Some Debuts (NYCB)
by Mary Cargill
The past two weeks have seen some
notable debuts at the New York City Ballet, with Miranda Weese
dancing Ballo della Regina, and the young corps members Rachel
Rutherford and Janie Taylor sharing the young girl in La Valse.
Ballo della Regina, set to Verdi's seldom heard ballet music
for Don Carlo, so long associated with Merrill Ashley,
is a technical tour de force. Weese did not quite match Ashley's
clean, crisp, effortless footwork. But besides technique, the
ballet needs charm--not just a charming face, but charming dancing.
It is full of unexpected kicks and flicks and changes of direction.
Weese bubbled through the part. In Ashley's absence, the ballet
had been owned by Damian Woetzel, with his
fluid, exciting jumps, but with Weese in the role, the ballet
is now shared.
And what a beautiful ballet it
is. With hints of an underwater grotto, the corps floats through
a series of inventive poses and delicate arm movements. Four
soloists emerge briefly in some beautifully formed dances. Jennie
Somogyi was especially enjoyable in
her soaring, exultant solo. This is not a profound ballet, but
it is full of charm and craft and Weese was delightful.
La Valse,
with its high-romantic "Der Tod und das Madchen" theme,
is a much darker ballet than Ballo della Regina and much
more difficult to perform convincingly. The wide, deep stage
of State Theater is not the best place to see it, it my opinion;
Pacific Northwest Ballet's
version at the more intimate City Center a few years ago was
a revelation to me. It was so much more claustrophobic and menacing.
But its combination of 1950's chic (all those ponytails and gloves)

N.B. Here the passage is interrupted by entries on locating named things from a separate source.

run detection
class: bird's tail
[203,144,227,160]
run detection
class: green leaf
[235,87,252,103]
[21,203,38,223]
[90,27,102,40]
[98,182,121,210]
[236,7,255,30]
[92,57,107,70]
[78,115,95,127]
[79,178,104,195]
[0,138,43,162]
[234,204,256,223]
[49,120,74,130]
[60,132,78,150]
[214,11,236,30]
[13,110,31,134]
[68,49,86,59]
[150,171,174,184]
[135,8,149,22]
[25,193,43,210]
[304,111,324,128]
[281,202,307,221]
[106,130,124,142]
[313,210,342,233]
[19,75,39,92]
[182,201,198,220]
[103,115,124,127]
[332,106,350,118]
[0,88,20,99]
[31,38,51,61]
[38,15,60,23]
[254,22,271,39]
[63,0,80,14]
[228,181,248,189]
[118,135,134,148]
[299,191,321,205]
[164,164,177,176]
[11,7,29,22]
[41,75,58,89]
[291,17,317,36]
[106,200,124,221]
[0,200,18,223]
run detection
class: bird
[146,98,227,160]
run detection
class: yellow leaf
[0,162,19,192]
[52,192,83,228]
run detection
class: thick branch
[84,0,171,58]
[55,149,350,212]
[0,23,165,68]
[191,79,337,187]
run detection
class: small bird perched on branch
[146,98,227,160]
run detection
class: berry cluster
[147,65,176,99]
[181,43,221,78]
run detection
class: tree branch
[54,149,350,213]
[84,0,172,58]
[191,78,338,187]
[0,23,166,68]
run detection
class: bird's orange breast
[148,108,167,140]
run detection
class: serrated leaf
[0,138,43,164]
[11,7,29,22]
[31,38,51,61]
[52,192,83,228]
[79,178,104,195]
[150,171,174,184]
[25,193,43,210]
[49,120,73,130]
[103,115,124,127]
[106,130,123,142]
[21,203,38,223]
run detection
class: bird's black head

and the dark theme of youth destroyed can be very powerful wherever
it is performed.
The erie, yet elegant tone must
be set at once with the three mysterious gloved ladies (one thinks
immediately of the three fates) with their convoluted hand movements
echoing each other exactly. Probably due to lack of rehearsal
time, this sinister symmetry was not
always present. In the second half, the corps tended to dance
with joyful grins and high spirits, which is not really appropriate.
They are inhabitants of the Ballroom of the Damned, after all,
hoping to increase their number, not dancing at their junior
prom.
As the victims, Rachel Rutherford
and Janie Taylor gave different, but I think equally valid interpretations.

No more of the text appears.